Human social behavior is structured by relationships. We form teams, groups, tribes, and alliances at all scales of human life. These structures guide multi-agent cooperation and competition, but when we observe others these underlying relationships are typically unobservable and hence must be inferred. Humans make these inferences intuitively and flexibly, often making rapid generalizations about the latent relationships that underlie behavior from just sparse and noisy observations. Rapid and accurate inferences are important for determining who to cooperate with, who to compete with, and how to cooperate in order to compete. Towards the goal of building machine-learning algorithms with human-like social intelligence, we develop a generative model of multi-agent action understanding based on a novel representation for these latent relationships called Composable Team Hierarchies (CTH). This representation is grounded in the formalism of stochastic games and multi-agent reinforcement learning. We use CTH as a target for Bayesian inference yielding a new algorithm for understanding behavior in groups that can both infer hidden relationships as well as predict future actions for multiple agents interacting together. Our algorithm rapidly recovers an underlying causal model of how agents relate in spatial stochastic games from just a few observations. The patterns of inference made by this algorithm closely correspond with human judgments and the algorithm makes the same rapid generalizations that people do.
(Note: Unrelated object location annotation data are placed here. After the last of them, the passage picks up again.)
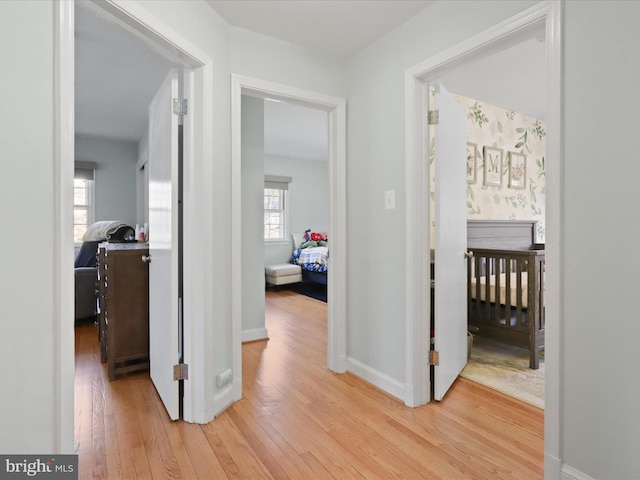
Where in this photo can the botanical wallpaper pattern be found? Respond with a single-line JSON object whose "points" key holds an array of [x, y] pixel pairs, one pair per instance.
{"points": [[516, 194]]}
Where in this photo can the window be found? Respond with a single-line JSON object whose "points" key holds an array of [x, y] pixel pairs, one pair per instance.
{"points": [[83, 199], [275, 207]]}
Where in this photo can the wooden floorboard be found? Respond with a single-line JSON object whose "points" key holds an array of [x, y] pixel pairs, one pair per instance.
{"points": [[298, 420]]}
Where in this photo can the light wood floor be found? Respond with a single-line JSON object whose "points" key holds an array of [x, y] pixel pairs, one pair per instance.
{"points": [[297, 420]]}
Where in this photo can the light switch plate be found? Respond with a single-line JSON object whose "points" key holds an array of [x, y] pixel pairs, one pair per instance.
{"points": [[390, 199]]}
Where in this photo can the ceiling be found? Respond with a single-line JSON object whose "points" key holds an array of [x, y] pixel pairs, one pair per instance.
{"points": [[338, 27], [117, 74]]}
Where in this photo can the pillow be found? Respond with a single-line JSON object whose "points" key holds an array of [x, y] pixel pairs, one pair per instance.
{"points": [[297, 238]]}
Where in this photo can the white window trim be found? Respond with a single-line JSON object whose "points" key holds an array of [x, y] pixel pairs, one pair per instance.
{"points": [[91, 205], [279, 183]]}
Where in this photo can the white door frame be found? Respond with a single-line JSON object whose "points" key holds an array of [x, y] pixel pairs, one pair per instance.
{"points": [[544, 16], [198, 149], [336, 275]]}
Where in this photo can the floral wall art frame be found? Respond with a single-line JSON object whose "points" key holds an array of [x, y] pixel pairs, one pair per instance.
{"points": [[472, 154], [517, 170], [492, 166]]}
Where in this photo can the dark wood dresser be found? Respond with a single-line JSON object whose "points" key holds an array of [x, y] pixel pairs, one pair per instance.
{"points": [[123, 323]]}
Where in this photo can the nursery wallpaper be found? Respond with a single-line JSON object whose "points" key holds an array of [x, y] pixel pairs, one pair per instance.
{"points": [[505, 164]]}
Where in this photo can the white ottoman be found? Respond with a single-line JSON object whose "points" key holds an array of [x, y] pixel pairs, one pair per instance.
{"points": [[283, 274]]}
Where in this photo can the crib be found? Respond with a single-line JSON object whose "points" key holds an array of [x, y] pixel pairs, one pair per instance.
{"points": [[505, 285]]}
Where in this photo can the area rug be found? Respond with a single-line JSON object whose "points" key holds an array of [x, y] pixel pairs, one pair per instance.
{"points": [[506, 369]]}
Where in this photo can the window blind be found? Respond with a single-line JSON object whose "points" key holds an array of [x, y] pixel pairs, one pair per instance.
{"points": [[277, 182], [84, 170]]}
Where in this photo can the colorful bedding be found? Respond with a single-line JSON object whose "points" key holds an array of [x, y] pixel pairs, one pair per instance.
{"points": [[313, 259]]}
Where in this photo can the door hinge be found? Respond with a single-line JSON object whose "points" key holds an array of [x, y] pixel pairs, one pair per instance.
{"points": [[181, 371], [433, 117], [180, 106], [434, 357]]}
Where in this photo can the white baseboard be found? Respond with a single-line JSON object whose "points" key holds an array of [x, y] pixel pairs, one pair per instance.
{"points": [[379, 379], [570, 473], [255, 334], [220, 402]]}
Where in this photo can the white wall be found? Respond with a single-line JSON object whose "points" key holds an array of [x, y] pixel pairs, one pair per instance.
{"points": [[252, 218], [601, 392], [308, 200], [376, 330], [27, 331], [115, 177]]}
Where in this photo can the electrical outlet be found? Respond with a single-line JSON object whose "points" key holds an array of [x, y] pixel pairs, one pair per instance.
{"points": [[390, 199]]}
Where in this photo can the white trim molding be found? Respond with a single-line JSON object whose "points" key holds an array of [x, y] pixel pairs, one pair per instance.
{"points": [[336, 308], [197, 174], [570, 473], [546, 17], [63, 249]]}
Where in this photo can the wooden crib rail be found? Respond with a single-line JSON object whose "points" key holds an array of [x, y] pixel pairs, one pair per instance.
{"points": [[505, 290]]}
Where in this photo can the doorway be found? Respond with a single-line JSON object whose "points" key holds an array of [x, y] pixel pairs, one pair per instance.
{"points": [[544, 17], [336, 312]]}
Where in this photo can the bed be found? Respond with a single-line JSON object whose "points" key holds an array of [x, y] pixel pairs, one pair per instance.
{"points": [[505, 284], [311, 252]]}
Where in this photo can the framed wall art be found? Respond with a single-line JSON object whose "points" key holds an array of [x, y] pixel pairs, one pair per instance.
{"points": [[492, 166], [517, 170], [472, 152]]}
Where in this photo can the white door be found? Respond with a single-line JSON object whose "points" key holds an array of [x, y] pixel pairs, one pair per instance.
{"points": [[450, 242], [163, 243]]}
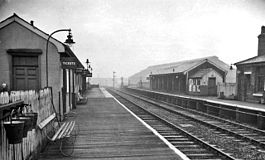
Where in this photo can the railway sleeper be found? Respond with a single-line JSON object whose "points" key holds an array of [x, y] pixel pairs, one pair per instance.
{"points": [[200, 155]]}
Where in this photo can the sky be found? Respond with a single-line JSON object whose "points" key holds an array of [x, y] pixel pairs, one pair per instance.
{"points": [[126, 36]]}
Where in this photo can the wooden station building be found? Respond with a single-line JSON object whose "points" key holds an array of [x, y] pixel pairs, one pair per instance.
{"points": [[23, 62], [193, 77], [251, 74]]}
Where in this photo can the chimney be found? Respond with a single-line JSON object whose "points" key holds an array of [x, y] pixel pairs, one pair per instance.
{"points": [[261, 43]]}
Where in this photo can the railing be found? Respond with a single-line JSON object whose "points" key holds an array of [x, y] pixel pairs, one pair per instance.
{"points": [[39, 102]]}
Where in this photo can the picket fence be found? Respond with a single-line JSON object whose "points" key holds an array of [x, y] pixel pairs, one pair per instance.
{"points": [[40, 102]]}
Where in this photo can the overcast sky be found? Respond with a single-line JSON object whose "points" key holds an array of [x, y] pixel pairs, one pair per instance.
{"points": [[127, 36]]}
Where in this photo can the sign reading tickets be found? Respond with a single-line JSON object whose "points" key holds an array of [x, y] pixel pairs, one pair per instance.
{"points": [[68, 63], [87, 73]]}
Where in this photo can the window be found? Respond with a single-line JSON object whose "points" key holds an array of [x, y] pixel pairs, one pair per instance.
{"points": [[260, 83], [25, 73], [260, 79]]}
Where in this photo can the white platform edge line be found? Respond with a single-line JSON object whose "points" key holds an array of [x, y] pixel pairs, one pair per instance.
{"points": [[178, 152]]}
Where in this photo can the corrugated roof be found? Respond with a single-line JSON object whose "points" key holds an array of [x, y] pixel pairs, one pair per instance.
{"points": [[60, 46], [179, 67], [256, 59], [201, 73]]}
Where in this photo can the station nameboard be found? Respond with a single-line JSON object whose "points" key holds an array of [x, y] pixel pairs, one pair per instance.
{"points": [[68, 63]]}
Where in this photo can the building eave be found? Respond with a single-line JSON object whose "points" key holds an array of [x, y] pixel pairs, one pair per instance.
{"points": [[16, 18]]}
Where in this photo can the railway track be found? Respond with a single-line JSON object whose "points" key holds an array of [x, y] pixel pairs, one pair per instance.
{"points": [[192, 146], [227, 127]]}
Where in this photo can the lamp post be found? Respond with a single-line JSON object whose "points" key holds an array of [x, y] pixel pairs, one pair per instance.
{"points": [[69, 41]]}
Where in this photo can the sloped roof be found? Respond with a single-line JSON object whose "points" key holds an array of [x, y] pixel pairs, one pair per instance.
{"points": [[201, 73], [62, 48], [180, 67], [256, 59]]}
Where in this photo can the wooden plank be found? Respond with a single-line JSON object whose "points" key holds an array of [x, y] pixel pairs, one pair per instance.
{"points": [[64, 130], [58, 132], [10, 105], [68, 129], [71, 129]]}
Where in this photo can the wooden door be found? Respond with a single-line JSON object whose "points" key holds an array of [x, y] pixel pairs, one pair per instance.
{"points": [[212, 88]]}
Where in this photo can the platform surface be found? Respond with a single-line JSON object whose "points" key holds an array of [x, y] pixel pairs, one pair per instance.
{"points": [[236, 103], [108, 131]]}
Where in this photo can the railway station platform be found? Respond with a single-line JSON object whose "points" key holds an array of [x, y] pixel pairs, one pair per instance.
{"points": [[108, 131], [236, 103]]}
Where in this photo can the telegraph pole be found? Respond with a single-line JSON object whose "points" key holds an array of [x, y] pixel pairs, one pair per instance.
{"points": [[113, 79], [121, 82]]}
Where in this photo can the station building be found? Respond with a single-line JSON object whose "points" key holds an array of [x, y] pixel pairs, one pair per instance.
{"points": [[194, 77], [251, 74], [23, 62]]}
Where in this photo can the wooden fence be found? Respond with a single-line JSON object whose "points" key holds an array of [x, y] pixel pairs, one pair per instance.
{"points": [[41, 103]]}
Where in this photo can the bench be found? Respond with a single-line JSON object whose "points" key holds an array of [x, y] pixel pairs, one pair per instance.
{"points": [[61, 133], [81, 99]]}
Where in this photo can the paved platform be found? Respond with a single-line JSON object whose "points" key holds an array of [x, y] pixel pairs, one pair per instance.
{"points": [[109, 131], [235, 103]]}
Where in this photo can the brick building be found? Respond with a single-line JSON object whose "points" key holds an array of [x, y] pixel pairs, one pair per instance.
{"points": [[23, 62], [251, 74]]}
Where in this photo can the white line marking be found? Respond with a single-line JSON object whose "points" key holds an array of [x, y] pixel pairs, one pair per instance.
{"points": [[178, 152]]}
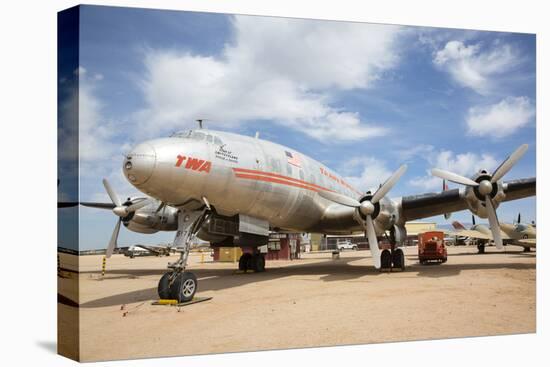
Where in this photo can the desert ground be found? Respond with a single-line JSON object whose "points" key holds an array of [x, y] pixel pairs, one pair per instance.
{"points": [[310, 302]]}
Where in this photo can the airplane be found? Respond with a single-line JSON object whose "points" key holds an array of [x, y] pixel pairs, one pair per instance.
{"points": [[518, 234], [232, 190], [479, 234], [521, 234]]}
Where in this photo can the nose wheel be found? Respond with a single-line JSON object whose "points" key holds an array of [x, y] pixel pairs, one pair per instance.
{"points": [[255, 262], [177, 283]]}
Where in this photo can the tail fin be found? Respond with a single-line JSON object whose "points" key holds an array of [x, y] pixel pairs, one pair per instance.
{"points": [[445, 188], [458, 226]]}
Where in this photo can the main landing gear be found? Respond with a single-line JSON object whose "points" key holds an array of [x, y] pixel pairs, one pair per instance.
{"points": [[392, 259], [177, 283], [255, 262], [481, 248]]}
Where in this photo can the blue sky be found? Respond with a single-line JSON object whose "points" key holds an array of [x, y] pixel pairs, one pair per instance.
{"points": [[361, 98]]}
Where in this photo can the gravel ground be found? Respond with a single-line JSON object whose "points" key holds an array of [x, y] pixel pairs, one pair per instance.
{"points": [[314, 301]]}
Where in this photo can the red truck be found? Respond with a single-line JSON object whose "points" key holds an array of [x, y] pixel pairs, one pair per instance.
{"points": [[431, 247]]}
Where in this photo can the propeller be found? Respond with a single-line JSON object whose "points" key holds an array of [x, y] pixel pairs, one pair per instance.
{"points": [[122, 210], [485, 187], [367, 208]]}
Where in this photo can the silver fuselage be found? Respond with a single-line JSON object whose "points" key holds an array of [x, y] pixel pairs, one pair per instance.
{"points": [[245, 175]]}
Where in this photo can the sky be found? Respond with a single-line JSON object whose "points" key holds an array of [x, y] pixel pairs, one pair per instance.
{"points": [[361, 98]]}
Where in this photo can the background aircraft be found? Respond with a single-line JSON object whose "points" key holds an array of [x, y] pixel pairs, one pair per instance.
{"points": [[518, 234]]}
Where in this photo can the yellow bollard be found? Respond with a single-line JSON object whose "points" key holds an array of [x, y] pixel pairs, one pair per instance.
{"points": [[103, 266], [167, 301]]}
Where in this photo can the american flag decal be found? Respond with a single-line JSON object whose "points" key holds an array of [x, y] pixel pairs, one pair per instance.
{"points": [[293, 159]]}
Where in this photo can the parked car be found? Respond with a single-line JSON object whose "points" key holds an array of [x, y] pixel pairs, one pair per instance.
{"points": [[431, 247], [346, 245]]}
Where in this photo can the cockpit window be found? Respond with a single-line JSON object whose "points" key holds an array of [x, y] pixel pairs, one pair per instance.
{"points": [[197, 135], [521, 227], [181, 134]]}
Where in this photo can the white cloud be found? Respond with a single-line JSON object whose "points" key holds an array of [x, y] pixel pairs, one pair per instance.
{"points": [[372, 173], [95, 130], [471, 67], [465, 164], [500, 119], [277, 70]]}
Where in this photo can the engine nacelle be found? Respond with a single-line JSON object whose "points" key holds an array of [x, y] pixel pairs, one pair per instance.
{"points": [[476, 201], [148, 220], [385, 215]]}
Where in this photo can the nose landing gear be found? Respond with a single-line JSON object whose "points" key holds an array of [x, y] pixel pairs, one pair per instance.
{"points": [[255, 262], [177, 283]]}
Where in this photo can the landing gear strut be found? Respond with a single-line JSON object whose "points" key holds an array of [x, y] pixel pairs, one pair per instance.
{"points": [[255, 262], [480, 248], [177, 283]]}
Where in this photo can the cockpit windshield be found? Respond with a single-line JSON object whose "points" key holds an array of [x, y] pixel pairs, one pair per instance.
{"points": [[197, 135]]}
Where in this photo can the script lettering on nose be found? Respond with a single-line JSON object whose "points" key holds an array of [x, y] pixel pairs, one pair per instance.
{"points": [[194, 164]]}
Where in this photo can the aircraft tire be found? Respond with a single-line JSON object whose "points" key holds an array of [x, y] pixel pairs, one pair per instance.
{"points": [[183, 288], [244, 262], [258, 262], [398, 259], [385, 259], [164, 286]]}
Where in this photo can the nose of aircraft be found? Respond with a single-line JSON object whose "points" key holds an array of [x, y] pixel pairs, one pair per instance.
{"points": [[139, 164]]}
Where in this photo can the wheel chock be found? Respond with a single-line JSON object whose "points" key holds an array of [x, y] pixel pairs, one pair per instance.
{"points": [[174, 302]]}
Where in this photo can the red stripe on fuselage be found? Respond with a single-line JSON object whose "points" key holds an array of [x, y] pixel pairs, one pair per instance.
{"points": [[280, 181], [275, 175]]}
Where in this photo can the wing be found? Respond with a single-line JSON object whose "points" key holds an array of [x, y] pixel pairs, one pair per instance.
{"points": [[428, 205], [528, 242], [470, 233], [99, 205]]}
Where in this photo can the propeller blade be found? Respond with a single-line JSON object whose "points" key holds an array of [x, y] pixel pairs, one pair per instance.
{"points": [[509, 163], [206, 202], [339, 198], [111, 192], [138, 205], [112, 242], [387, 186], [453, 177], [161, 206], [373, 242], [493, 222]]}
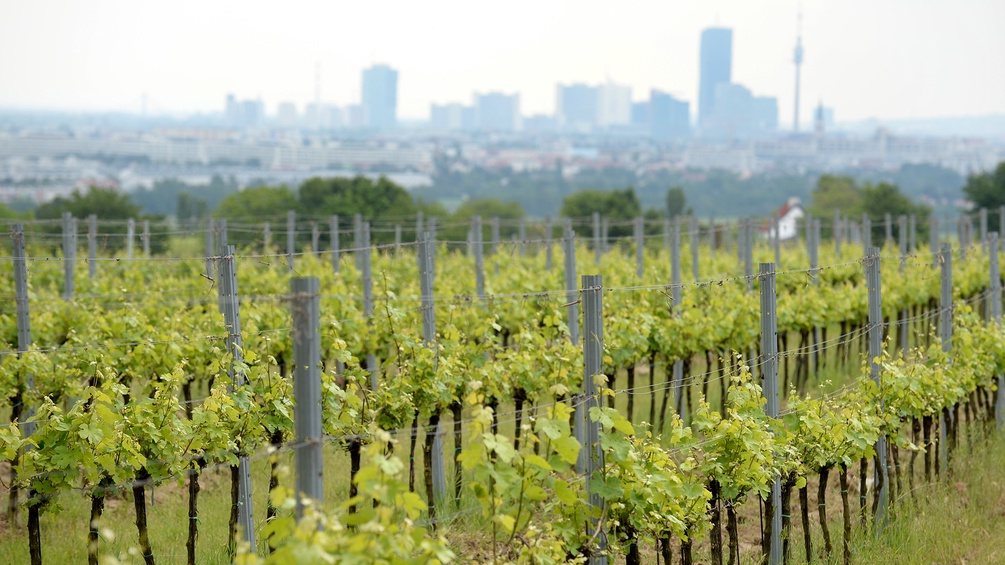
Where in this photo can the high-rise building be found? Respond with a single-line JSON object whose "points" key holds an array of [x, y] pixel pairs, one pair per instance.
{"points": [[497, 112], [452, 117], [285, 115], [669, 118], [765, 118], [380, 97], [576, 107], [243, 114], [716, 67], [613, 105]]}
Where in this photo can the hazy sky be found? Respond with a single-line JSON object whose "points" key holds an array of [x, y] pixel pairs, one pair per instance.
{"points": [[882, 58]]}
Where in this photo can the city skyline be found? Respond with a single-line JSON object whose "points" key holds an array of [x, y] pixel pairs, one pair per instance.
{"points": [[894, 60]]}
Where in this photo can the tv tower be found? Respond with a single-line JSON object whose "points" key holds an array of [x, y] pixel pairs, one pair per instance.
{"points": [[798, 58]]}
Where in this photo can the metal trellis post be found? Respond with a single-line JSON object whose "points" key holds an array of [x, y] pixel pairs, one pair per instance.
{"points": [[306, 306]]}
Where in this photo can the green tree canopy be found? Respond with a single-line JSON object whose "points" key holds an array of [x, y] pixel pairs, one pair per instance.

Learning to Share and Hide Intentions using Information Regularization
Strouse, DJ, Kleiman-Weiner, Max, Tenenbaum, Josh, Botvinick, Matt, Schwab, David J.
Learning to cooperate with friends and compete with foes is a key component of multi-agent reinforcement learning. Typically to do so, one requires access to either a model of or interaction with the other agent(s). Here we show how to learn effective strategies for cooperation and competition in an asymmetric information game with no such model or interaction. Our approach is to encourage an agent to reveal or hide their intentions using an information-theoretic regularizer. We consider both the mutual information between goal and action given state, as well as the mutual information between goal and state. We show how to stochastically optimize these regularizers in a way that is easy to integrate with policy gradient reinforcement learning. Finally, we demonstrate that cooperative (competitive) policies learned with our approach lead to more (less) reward for a second agent in two simple asymmetric information games.